A short followup:
I spent the last several days wondering if I'd exaggerated the various
risks of committing early to a 1:1 model for tasks (modeling tasks
strictly as threads). I don't like over-engineering any more than the
next person and the possibility that threads are "sufficiently" fast and
small on all platforms continued to nag at me. If we're injecting
yield-points in all cases to make code interruptable (which we are) then
I think *all* the arguments I had roughly boil down to "potential cost
problems".
So I did a little research on costs. It might be worth doing more
substantial research (measurements, gathering hard scalability numbers
ourselves, making benchmarks) but I'm a *bit* more convinced that I
wasn't just speaking nonsense the other day. Gathering more hard numbers
outselves may make sense, but I'm less uncertain now. The following
turned up in my search:
- Limits of windows: kernel stack for threads is minimum 12kb resident
on win32, 24k on win64, and expands to 20 and 48k respectively if the
thread touched GDI. Looks like you can push a process into the 10,000s
of threads, but probably not the 100,000s
- Limits of OSX: weird kernel restrictions. Non-server 10.6 has
arbitrary clamp at 2500 threads per system. Server 10.6 and both
versions of 10.7 clamp at 12,500 per 8gb installed memory, with only 20%
available to a given process (i.e. 2,500 threads per process, per 8gb).

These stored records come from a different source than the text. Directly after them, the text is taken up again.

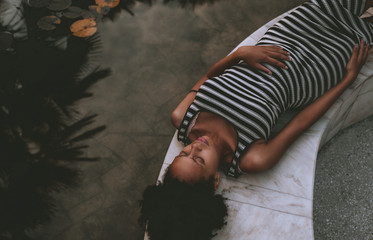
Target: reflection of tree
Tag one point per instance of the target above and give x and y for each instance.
(41, 79)
(44, 72)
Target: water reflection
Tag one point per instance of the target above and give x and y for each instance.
(46, 68)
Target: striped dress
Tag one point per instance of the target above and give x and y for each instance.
(319, 35)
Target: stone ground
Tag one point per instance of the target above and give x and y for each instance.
(156, 57)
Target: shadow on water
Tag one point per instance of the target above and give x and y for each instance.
(46, 68)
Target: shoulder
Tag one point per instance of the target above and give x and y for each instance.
(256, 158)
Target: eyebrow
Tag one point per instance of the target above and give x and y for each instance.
(200, 165)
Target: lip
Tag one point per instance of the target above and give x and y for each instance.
(202, 139)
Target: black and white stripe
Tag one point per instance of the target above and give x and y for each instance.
(319, 35)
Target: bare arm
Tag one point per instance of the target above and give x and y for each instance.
(252, 55)
(262, 156)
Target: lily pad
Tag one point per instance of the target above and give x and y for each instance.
(59, 5)
(38, 3)
(48, 22)
(83, 28)
(6, 40)
(72, 12)
(108, 3)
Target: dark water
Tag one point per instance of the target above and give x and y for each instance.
(154, 57)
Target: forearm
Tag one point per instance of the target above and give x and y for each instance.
(311, 114)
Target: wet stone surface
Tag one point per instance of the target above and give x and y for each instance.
(156, 57)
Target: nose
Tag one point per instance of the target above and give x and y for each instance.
(196, 146)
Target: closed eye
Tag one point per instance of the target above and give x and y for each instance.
(182, 154)
(199, 159)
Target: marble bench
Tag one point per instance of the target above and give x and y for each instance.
(277, 204)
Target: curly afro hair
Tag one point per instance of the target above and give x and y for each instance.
(180, 211)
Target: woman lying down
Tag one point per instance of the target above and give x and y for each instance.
(310, 57)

This still sounds like an arbitrary non-adjustable limit though, unless
they happen to be dedicating 640k of kernel memory to each thread or
something.
- Limits of iOS: iPhones clamp to 1024 threads.
- Limits of solaris 10: kernel stacks are 8k on x86 (later bumped to
12k), and 20k on x64. But they're in a 512mb (x86) or 24gb (x64) pinned
segment; so on x86 this will clamp to around 45,000 threads.
- Linux has 8k or 4k kernel stacks. Much smaller, much better; but still
a fair bit larger than seems *necessary* for our task segment granularity.
- Even then, Intel claims (at least in '07) that its TBB tasks are ~18x
faster than a linux thread setup/teardown.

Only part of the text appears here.